Une voix grésillante s’échappa de l’appareil, disant simplement oui. Liam pointa instinctivement son arme vers les inconnus et pressa la détente. Préférant ouvrir les hostilités en premier. Le coup de feu résonna et un homme s’écroula : un trou de plusieurs centimètres dans le torse. En réponse, un des hommes masqués lança une hache qui s’encastra dans le corps de Arno. Le pauvre s’écroula au sol ce qui eut l’effet d’une douche froide pour Liam, voyant son ami se faire tuer. Certes, il avait attaqué le premier, mais rien ne l’avait préparé à voir l’un des siens mourir sans raison. De colère, il tira deux autres coups, loupant au premier tir et abattit l’un des assaillants au second. Les nouveaux arrivants commencèrent à courir pour attaquer pendant que d’autres cherchaient à se mettre à couvert. Liam hurlait à son groupe de reculer, de se diriger dans les ruines, tout en tirant sur ceux qui s’approchaient un peu trop. En quelques secondes, plusieurs corps gisaient sur le sol. Deux des compagnons de Liam étaient tombés : Arno et Billy.

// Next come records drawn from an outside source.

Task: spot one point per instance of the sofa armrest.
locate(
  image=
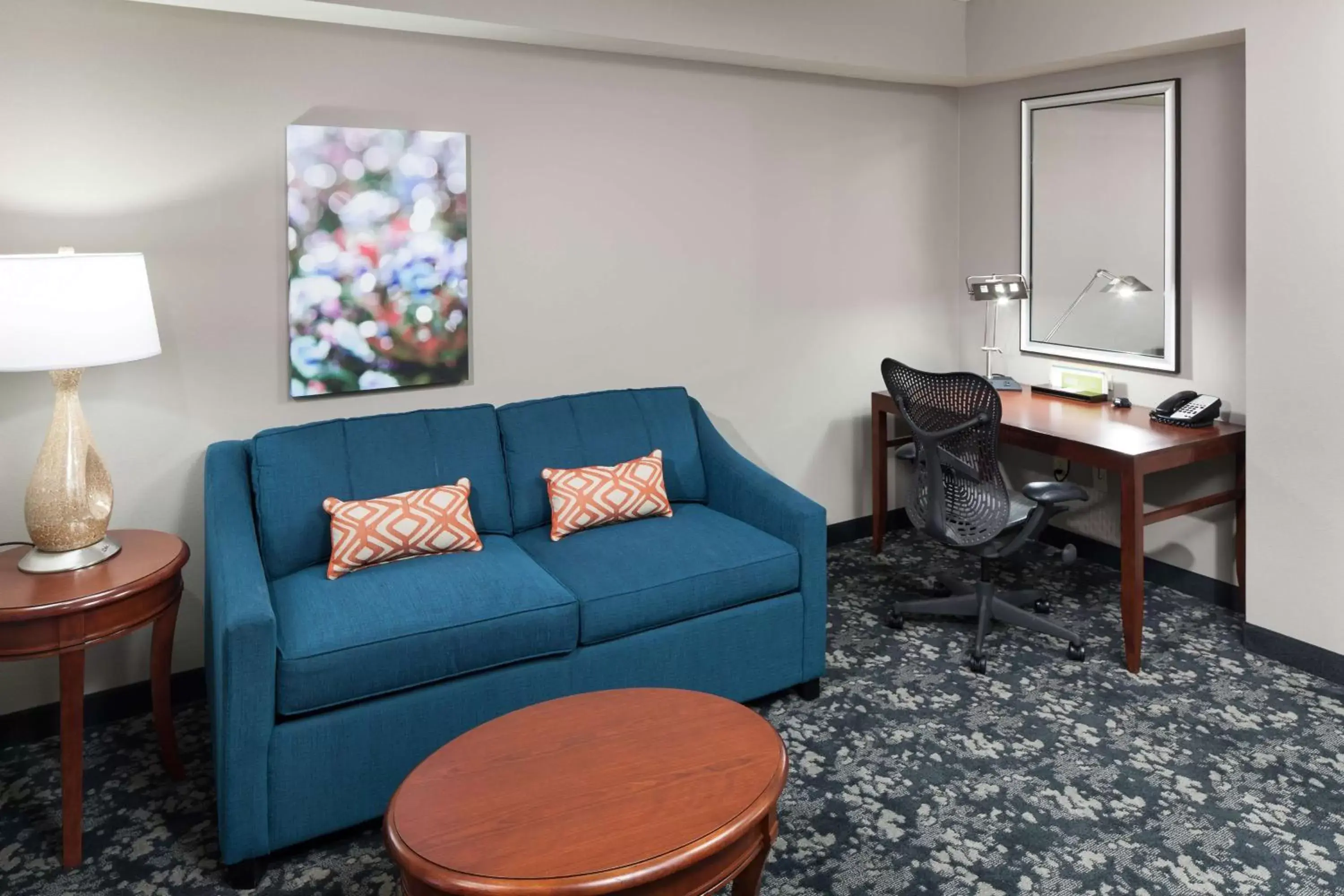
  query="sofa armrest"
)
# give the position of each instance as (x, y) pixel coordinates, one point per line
(240, 655)
(744, 491)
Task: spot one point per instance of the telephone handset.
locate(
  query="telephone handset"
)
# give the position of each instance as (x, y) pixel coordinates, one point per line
(1189, 409)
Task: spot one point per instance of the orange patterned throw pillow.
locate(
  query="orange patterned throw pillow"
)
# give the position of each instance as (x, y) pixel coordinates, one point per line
(590, 496)
(401, 526)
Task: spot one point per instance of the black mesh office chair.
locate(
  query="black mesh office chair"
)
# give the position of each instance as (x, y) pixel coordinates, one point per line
(961, 500)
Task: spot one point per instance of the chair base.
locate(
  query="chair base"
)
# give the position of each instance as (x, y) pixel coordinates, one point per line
(987, 605)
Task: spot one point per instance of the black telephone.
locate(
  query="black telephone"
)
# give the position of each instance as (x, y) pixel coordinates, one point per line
(1189, 409)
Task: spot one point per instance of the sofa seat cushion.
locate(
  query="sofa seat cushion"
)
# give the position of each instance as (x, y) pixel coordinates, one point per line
(652, 573)
(414, 621)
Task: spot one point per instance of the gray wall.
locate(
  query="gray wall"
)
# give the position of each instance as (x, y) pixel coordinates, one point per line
(758, 237)
(1213, 283)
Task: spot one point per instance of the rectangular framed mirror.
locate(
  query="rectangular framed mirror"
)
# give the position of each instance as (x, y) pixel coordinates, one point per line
(1100, 225)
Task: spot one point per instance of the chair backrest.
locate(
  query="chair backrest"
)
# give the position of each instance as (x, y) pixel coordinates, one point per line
(960, 496)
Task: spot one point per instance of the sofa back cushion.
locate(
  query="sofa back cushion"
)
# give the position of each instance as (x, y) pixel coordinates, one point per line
(296, 468)
(597, 429)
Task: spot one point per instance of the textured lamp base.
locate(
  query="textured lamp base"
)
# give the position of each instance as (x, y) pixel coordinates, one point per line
(41, 562)
(1004, 383)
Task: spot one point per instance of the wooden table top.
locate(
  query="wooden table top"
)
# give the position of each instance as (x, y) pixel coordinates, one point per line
(607, 785)
(147, 558)
(1123, 431)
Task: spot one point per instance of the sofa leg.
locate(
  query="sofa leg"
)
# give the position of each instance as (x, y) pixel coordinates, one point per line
(810, 689)
(245, 875)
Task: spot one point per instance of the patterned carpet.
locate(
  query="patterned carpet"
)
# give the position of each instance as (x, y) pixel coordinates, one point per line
(1214, 771)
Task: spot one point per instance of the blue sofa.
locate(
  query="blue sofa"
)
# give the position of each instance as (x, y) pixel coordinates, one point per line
(324, 695)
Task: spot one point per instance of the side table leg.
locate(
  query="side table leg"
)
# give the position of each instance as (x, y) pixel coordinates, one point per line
(72, 758)
(1241, 531)
(160, 684)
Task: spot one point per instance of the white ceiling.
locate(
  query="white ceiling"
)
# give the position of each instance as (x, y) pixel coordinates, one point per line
(892, 41)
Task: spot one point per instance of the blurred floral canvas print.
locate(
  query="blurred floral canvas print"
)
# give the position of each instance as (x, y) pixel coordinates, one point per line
(378, 260)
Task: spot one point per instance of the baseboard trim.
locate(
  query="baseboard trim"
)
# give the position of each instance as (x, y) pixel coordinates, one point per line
(1291, 652)
(1198, 586)
(862, 528)
(101, 707)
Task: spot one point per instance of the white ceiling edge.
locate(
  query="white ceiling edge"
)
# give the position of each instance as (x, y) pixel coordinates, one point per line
(445, 26)
(422, 23)
(1171, 47)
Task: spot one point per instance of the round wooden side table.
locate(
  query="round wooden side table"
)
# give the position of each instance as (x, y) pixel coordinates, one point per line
(617, 792)
(64, 613)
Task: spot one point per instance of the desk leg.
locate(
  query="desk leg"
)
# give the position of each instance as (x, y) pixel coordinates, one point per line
(1241, 532)
(72, 757)
(879, 477)
(1132, 563)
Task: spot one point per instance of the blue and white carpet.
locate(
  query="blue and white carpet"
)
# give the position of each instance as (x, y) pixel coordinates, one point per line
(1214, 771)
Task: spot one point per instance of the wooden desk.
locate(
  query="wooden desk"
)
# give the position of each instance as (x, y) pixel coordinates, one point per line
(1100, 436)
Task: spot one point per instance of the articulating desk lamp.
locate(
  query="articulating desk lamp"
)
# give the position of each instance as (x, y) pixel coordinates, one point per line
(1123, 287)
(996, 289)
(62, 314)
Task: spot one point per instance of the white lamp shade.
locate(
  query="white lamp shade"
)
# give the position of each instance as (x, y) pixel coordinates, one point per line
(69, 311)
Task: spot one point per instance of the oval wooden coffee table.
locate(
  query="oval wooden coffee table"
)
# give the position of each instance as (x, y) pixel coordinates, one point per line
(617, 792)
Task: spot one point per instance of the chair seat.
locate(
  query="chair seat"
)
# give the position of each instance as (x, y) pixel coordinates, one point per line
(1019, 508)
(640, 575)
(414, 621)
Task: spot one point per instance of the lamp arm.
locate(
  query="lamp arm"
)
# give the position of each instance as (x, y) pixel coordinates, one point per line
(1074, 304)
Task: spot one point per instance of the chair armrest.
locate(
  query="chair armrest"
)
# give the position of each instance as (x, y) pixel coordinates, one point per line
(1054, 492)
(240, 655)
(744, 491)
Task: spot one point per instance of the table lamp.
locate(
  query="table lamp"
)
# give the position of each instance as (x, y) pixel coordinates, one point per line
(996, 289)
(64, 314)
(1123, 287)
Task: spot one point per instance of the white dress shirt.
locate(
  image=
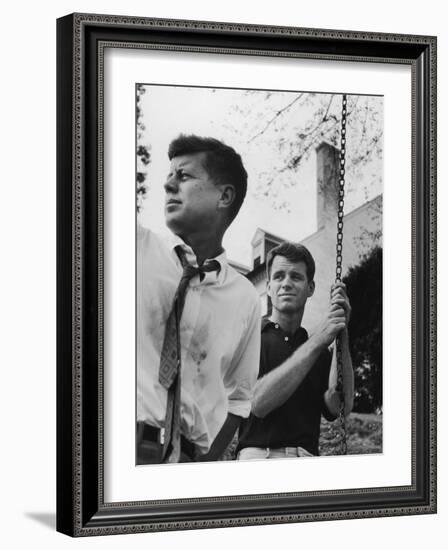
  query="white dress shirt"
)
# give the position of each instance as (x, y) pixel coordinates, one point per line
(220, 339)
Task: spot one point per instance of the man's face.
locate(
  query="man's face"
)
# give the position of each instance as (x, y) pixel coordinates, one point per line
(192, 198)
(288, 286)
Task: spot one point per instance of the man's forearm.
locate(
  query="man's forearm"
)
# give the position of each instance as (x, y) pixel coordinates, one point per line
(273, 389)
(223, 439)
(332, 398)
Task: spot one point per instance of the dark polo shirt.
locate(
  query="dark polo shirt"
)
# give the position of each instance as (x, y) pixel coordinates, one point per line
(296, 423)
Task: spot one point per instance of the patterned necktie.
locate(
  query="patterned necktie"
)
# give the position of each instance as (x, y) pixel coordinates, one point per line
(170, 358)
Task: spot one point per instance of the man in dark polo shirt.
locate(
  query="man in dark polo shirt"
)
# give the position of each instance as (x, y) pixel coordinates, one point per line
(298, 374)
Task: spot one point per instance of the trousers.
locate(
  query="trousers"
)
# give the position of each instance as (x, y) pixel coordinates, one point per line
(254, 453)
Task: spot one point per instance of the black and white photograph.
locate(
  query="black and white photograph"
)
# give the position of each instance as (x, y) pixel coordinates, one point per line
(259, 274)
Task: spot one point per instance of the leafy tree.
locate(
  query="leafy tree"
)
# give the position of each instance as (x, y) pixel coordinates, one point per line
(364, 287)
(143, 150)
(289, 126)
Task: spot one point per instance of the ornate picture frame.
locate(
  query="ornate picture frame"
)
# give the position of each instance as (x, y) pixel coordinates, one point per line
(81, 506)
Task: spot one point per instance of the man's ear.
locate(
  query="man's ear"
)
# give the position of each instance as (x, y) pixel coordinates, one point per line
(227, 197)
(311, 288)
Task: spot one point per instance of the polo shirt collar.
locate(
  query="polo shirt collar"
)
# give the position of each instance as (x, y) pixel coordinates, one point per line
(266, 323)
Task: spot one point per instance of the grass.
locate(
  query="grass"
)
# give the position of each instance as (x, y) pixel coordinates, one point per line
(364, 435)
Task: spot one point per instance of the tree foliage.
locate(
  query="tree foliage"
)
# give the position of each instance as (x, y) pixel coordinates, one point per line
(143, 150)
(364, 287)
(289, 126)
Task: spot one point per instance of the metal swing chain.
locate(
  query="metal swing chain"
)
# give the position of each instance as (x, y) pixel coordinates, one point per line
(340, 235)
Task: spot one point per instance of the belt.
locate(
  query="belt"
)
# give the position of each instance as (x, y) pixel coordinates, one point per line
(151, 433)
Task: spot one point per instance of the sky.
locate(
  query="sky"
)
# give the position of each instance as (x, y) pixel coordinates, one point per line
(287, 208)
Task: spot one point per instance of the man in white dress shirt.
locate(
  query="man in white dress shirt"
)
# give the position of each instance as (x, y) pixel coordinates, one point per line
(220, 323)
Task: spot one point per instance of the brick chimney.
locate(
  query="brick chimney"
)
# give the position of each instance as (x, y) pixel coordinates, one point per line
(327, 157)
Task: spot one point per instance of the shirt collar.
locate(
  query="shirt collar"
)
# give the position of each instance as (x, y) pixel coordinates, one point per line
(174, 241)
(266, 323)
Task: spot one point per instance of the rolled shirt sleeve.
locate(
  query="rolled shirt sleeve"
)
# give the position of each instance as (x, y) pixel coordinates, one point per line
(241, 378)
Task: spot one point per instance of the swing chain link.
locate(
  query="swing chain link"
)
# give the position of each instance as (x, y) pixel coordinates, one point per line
(340, 236)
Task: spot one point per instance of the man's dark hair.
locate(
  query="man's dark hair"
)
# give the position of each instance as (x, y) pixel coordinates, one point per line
(293, 252)
(222, 162)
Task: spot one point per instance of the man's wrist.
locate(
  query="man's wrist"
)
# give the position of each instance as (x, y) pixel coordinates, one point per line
(316, 343)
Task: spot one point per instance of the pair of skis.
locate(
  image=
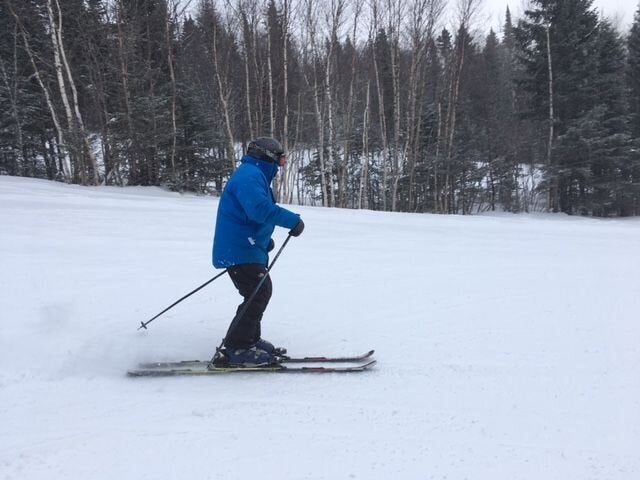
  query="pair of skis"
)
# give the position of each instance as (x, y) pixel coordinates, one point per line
(286, 364)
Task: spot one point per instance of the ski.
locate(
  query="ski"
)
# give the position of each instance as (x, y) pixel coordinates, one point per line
(201, 369)
(281, 359)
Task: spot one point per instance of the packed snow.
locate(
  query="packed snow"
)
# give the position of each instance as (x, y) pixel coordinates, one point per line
(508, 346)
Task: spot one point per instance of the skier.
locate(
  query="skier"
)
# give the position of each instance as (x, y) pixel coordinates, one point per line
(247, 216)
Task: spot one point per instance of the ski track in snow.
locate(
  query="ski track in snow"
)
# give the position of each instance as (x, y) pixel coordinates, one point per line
(508, 346)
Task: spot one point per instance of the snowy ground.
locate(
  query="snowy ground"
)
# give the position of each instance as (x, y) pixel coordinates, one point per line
(508, 346)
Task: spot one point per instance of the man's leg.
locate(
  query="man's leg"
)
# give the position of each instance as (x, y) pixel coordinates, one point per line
(246, 330)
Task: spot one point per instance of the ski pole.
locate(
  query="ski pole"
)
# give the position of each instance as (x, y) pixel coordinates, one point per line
(255, 292)
(144, 324)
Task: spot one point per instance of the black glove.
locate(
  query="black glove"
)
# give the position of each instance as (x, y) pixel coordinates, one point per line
(297, 230)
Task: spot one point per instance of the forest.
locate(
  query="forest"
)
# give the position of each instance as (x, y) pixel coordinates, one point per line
(381, 104)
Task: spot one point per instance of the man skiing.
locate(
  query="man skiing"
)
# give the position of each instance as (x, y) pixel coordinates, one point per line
(247, 216)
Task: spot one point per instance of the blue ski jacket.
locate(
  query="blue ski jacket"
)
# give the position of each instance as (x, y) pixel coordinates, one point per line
(247, 215)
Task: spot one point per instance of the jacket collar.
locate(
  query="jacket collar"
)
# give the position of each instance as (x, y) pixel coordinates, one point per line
(269, 169)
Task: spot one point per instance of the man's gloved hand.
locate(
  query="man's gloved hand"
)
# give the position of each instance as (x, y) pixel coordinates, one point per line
(297, 230)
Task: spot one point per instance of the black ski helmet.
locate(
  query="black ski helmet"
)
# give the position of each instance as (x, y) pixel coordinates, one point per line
(266, 148)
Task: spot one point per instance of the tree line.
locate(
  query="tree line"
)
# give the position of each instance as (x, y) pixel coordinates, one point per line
(379, 105)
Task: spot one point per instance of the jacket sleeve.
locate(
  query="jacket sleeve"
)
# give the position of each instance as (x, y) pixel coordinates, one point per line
(256, 201)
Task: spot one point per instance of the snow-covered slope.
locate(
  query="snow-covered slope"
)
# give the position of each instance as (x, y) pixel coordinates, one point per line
(508, 346)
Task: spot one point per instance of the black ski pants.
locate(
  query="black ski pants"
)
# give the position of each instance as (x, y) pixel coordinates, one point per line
(245, 331)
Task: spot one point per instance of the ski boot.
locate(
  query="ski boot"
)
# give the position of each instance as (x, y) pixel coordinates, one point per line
(242, 357)
(268, 347)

Chacun de son groupe disposait d’un artefact, pouvant ainsi tenir à distance les agresseurs. Ils reculèrent lentement tout en nourrissant de projectiles leurs ennemis qui eux, n’avançaient plus, cherchant plutôt à se protéger. Des coups de feu furent ainsi échangés entre les deux groupes, éclairant les murs par instants, rendant l’atmosphère des lieux encore plus lugubre.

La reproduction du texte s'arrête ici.